Through His Films, Alum Explores the History of Retro Gaming

April 8, 2022

As a true child of the 1980s, Zach Weddington BFA ’99 (Film and Video Production) feels most at home in an arcade, immersed in the chittering of pinball machines and seemingly endless stacks of quarters and tokens. Weddington’s love of arcades and retro technology has also shaped his artistic voice, and his documentary series Arcade Dreams is the newest installment in his exploration of retro technology and entertainment.

Following his graduation from UArts, Weddington landed a job at cable and tech giant Comcast, where he served as a jack-of-all-trades video producer, creating short commercials and product spotlights. Such corporate work was steady and fulfilling, Weddington said, but he longed to make films of his own. Fortunately, he rediscovered the Commodore Amiga computer, a nearly forgotten line of mid-80s PCs at a vintage computer show, sparking a new creative venture and the formation of Weddington’s Philadelphia-area production company, Rock Steady Media.

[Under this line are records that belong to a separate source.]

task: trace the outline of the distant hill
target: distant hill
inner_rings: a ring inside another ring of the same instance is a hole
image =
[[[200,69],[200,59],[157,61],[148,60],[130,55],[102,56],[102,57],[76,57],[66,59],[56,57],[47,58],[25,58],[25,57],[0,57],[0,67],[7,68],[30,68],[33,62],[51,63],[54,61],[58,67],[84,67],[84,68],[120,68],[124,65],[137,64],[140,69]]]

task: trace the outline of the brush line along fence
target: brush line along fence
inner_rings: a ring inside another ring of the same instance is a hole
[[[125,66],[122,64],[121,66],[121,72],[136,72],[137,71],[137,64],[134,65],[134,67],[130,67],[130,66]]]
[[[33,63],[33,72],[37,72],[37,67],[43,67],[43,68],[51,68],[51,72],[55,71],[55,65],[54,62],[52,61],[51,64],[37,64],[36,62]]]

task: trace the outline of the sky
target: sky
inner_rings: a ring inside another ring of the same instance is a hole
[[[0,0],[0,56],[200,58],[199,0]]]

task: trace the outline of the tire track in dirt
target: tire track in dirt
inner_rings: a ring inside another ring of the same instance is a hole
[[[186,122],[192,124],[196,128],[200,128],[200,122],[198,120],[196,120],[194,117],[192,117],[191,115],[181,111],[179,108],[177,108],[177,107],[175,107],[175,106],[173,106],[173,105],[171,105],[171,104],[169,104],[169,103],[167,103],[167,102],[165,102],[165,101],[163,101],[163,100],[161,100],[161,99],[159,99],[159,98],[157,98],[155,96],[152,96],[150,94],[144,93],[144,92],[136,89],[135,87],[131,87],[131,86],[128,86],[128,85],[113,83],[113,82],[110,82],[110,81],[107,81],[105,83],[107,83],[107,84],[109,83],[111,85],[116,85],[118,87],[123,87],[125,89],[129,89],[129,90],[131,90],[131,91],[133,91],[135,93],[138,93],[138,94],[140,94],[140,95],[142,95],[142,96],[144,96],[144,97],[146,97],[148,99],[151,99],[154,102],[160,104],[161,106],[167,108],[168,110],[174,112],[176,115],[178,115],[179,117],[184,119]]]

The encounter birthed Viva Amiga: The Story of a Beautiful Machine, a feature documentary that traces the development of the Amiga and the “freaks, geeks and geniuses” who brought it to life. The hour-long film, Weddington’s directorial debut, explores the creation of the world’s first multimedia digital art powerhouse and Commodore’s eventual bankruptcy and descent into obscurity. Viva Amiga, which was released in 2017, was distributed by Hulu and topped several of iTunes’ movie rental charts.

“I had gone to school for the arts, but I hadn’t ever made any of my own films,” Weddington said. “[The Amiga] is not a Mac; it’s not a PC. It was made pretty much for artists, since it gave you the ability to do some pretty complex animation and video production in your house in the ’80s.”

After wading into the waters of retro computing with Viva Amiga, Weddington noticed that many of the enthusiasts he met while making the film were just as enthralled with arcades. As a child growing up in Marietta, Georgia, Weddington was obsessed with arcades, and he would often sneak out of his room at night to ride his bike and pump quarters into the game cabinets at his local roller-skating rink. The community he found himself in, especially on social media, inspired him to pursue Arcade Dreams, a document of a central component of his childhood.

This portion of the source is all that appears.